Table of contents

Register model run records by CSV Templates

Overview

The Provenance Store user interface facilitates the registration of provenance through the generation and ingestion of CSV templates. These CSV templates are autogenerated from a Model Run Workflow Template defined in the entity registry.

Prerequisites

System Permission

To register model run records in the Registry, you must have Registry Write permission - see requesting access for more information.

Reaching the Provenance Registration Tools

There is a “Provenance Registration Tools” button located on the Provenance Store’s home page. You can also select Registration Tools located on the top horizontal bar next to the Contact Us button.

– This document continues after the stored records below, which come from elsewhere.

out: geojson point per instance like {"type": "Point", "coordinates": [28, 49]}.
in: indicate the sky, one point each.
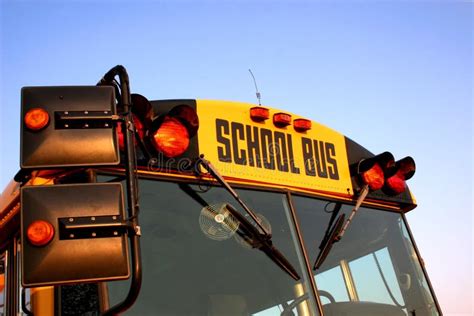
{"type": "Point", "coordinates": [391, 75]}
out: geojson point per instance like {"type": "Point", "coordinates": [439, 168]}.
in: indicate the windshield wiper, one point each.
{"type": "Point", "coordinates": [258, 238]}
{"type": "Point", "coordinates": [335, 232]}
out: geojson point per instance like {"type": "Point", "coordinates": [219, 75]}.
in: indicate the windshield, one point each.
{"type": "Point", "coordinates": [372, 270]}
{"type": "Point", "coordinates": [198, 261]}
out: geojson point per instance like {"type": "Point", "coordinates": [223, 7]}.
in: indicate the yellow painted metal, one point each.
{"type": "Point", "coordinates": [42, 301]}
{"type": "Point", "coordinates": [325, 148]}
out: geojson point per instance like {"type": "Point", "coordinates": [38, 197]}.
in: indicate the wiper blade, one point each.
{"type": "Point", "coordinates": [338, 229]}
{"type": "Point", "coordinates": [264, 243]}
{"type": "Point", "coordinates": [259, 237]}
{"type": "Point", "coordinates": [213, 171]}
{"type": "Point", "coordinates": [329, 241]}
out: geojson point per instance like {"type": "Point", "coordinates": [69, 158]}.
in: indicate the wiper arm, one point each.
{"type": "Point", "coordinates": [213, 171]}
{"type": "Point", "coordinates": [261, 240]}
{"type": "Point", "coordinates": [338, 230]}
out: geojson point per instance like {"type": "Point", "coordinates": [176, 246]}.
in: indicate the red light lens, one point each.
{"type": "Point", "coordinates": [282, 119]}
{"type": "Point", "coordinates": [374, 177]}
{"type": "Point", "coordinates": [36, 119]}
{"type": "Point", "coordinates": [171, 138]}
{"type": "Point", "coordinates": [259, 113]}
{"type": "Point", "coordinates": [302, 125]}
{"type": "Point", "coordinates": [40, 233]}
{"type": "Point", "coordinates": [140, 129]}
{"type": "Point", "coordinates": [395, 184]}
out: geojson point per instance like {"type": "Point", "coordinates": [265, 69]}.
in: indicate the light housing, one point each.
{"type": "Point", "coordinates": [73, 128]}
{"type": "Point", "coordinates": [403, 170]}
{"type": "Point", "coordinates": [259, 113]}
{"type": "Point", "coordinates": [281, 119]}
{"type": "Point", "coordinates": [170, 133]}
{"type": "Point", "coordinates": [372, 170]}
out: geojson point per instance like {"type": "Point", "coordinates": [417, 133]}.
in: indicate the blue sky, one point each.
{"type": "Point", "coordinates": [392, 75]}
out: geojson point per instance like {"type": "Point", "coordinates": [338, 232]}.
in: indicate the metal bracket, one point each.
{"type": "Point", "coordinates": [94, 227]}
{"type": "Point", "coordinates": [84, 119]}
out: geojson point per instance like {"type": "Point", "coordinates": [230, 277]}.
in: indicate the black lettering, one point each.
{"type": "Point", "coordinates": [279, 150]}
{"type": "Point", "coordinates": [222, 128]}
{"type": "Point", "coordinates": [253, 146]}
{"type": "Point", "coordinates": [320, 159]}
{"type": "Point", "coordinates": [267, 155]}
{"type": "Point", "coordinates": [239, 155]}
{"type": "Point", "coordinates": [308, 157]}
{"type": "Point", "coordinates": [330, 157]}
{"type": "Point", "coordinates": [293, 168]}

Accessing Provenance Tooling
drawing

How to register Provenance by CSV

Identify or register a Model Run Workflow Template (Step 1)

The first step is to generate a CSV template. As the CSV templates are autogenerated from Model Run Workflow Template entities in the registry, you must first register a Model Run Workflow Template entity or identify your existing template. See here for help registering a Model Run Workflow Template.

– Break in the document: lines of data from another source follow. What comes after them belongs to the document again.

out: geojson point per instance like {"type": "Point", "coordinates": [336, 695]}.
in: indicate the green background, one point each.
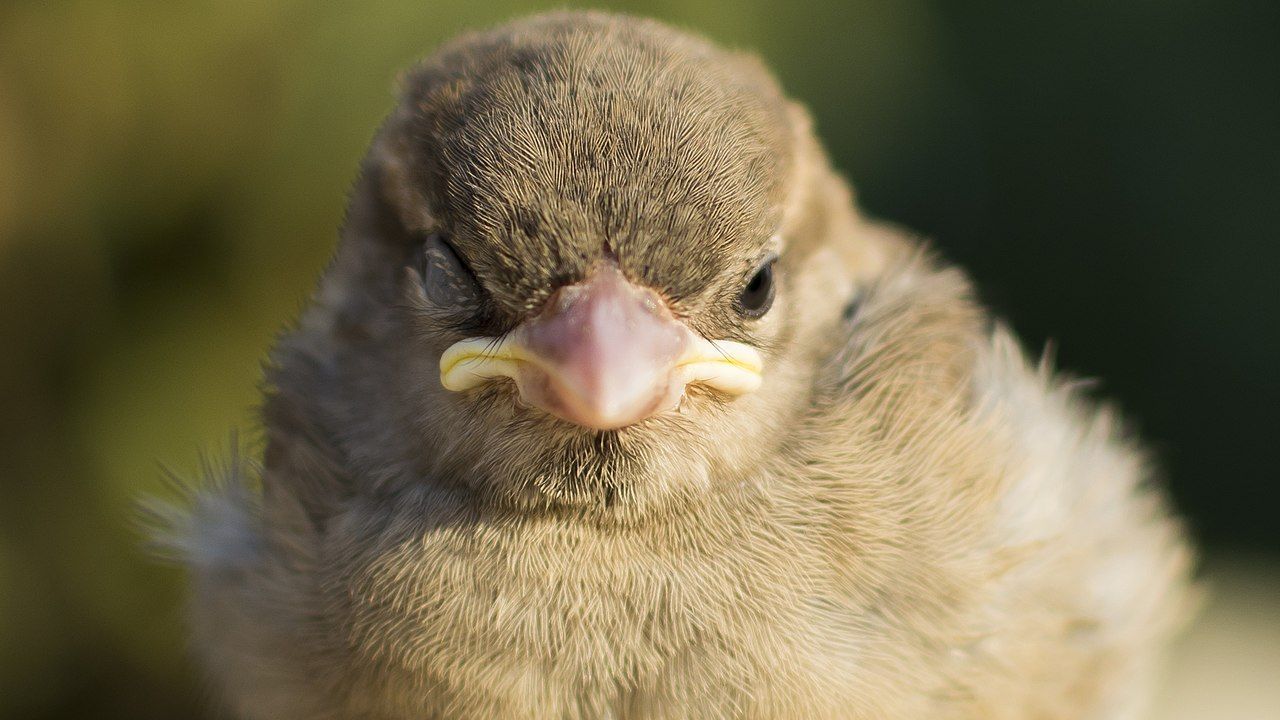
{"type": "Point", "coordinates": [172, 176]}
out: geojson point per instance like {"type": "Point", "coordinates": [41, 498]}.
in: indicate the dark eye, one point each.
{"type": "Point", "coordinates": [446, 279]}
{"type": "Point", "coordinates": [757, 297]}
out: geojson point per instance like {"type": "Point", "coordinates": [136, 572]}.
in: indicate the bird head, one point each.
{"type": "Point", "coordinates": [589, 264]}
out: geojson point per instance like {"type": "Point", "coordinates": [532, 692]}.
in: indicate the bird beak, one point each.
{"type": "Point", "coordinates": [603, 354]}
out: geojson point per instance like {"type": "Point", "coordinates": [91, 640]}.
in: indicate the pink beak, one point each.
{"type": "Point", "coordinates": [603, 354]}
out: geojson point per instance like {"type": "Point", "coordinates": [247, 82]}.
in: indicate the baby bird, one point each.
{"type": "Point", "coordinates": [612, 405]}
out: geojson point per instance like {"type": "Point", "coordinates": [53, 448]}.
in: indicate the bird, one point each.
{"type": "Point", "coordinates": [613, 404]}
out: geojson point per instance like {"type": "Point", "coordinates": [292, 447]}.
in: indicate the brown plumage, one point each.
{"type": "Point", "coordinates": [897, 516]}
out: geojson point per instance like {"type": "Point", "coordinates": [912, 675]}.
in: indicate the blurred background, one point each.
{"type": "Point", "coordinates": [172, 176]}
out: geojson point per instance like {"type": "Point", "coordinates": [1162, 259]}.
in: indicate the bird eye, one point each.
{"type": "Point", "coordinates": [757, 297]}
{"type": "Point", "coordinates": [446, 279]}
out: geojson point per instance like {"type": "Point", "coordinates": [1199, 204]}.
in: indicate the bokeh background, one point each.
{"type": "Point", "coordinates": [172, 176]}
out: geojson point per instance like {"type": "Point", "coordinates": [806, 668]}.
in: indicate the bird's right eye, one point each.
{"type": "Point", "coordinates": [446, 278]}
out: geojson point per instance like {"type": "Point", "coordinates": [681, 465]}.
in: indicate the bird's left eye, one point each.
{"type": "Point", "coordinates": [446, 278]}
{"type": "Point", "coordinates": [757, 297]}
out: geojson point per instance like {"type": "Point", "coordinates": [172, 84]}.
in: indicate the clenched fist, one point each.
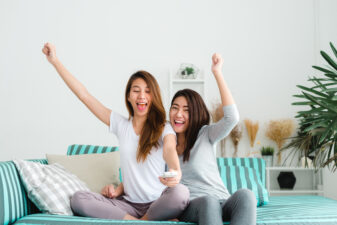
{"type": "Point", "coordinates": [217, 62]}
{"type": "Point", "coordinates": [109, 191]}
{"type": "Point", "coordinates": [50, 51]}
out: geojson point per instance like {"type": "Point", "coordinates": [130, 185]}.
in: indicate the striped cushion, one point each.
{"type": "Point", "coordinates": [14, 202]}
{"type": "Point", "coordinates": [92, 149]}
{"type": "Point", "coordinates": [89, 149]}
{"type": "Point", "coordinates": [237, 177]}
{"type": "Point", "coordinates": [50, 187]}
{"type": "Point", "coordinates": [258, 164]}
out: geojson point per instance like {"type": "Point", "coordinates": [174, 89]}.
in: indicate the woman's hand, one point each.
{"type": "Point", "coordinates": [109, 191]}
{"type": "Point", "coordinates": [217, 62]}
{"type": "Point", "coordinates": [50, 51]}
{"type": "Point", "coordinates": [171, 181]}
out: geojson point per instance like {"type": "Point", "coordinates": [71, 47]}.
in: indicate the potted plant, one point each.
{"type": "Point", "coordinates": [317, 135]}
{"type": "Point", "coordinates": [267, 154]}
{"type": "Point", "coordinates": [188, 71]}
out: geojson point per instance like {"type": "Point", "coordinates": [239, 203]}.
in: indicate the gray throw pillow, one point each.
{"type": "Point", "coordinates": [96, 170]}
{"type": "Point", "coordinates": [49, 187]}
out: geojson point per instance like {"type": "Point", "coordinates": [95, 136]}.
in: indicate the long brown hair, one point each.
{"type": "Point", "coordinates": [198, 117]}
{"type": "Point", "coordinates": [155, 121]}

Download the CSV template (Step 2)

Upon successfully creating a Model Run Workflow Template in the entity registry, it’s corresponding CSV template will be searchable in the Provenance Registration Tool’s “Generate CSV Template” tab (1). You can search for it using its associated ID or name (2). When you have found it, select it (3), and then select “click to download” (4) located at the bottom of the tool box.

Download CSV Template
drawing

Fill in the CSV template (Step 3)

Opening the template, we see the fields to be filled in listed across the top as headers. Each row that is filled in corresponds to a single Model Run.

Info! Fields beginning with underscores are automatically filled in by the Information System so must not be manually filled in.

The following provides a brief description on the default fields required by the Provenance System:

  • Display Name: This name will be displayed in the Registry and other system views. Choose a short descriptive title for this model run.

  • Description: A brief description of the Model Run.

  • Model Version: Specify the version of the model software that this model used. This could be a version number, a Git Hash or some other version identifier E.g. “1.0.3”.

  • Agent ID: The ID of the agent responsible for running the model run. This is the ID of the person/organisation in the entity registry. To obtain an ID for a person, first try searching for them in the registry, if they don’t exist, they will need to be registered to create an ID for them. See here for help on establishing the required entities and How do I register a model run workflow template?.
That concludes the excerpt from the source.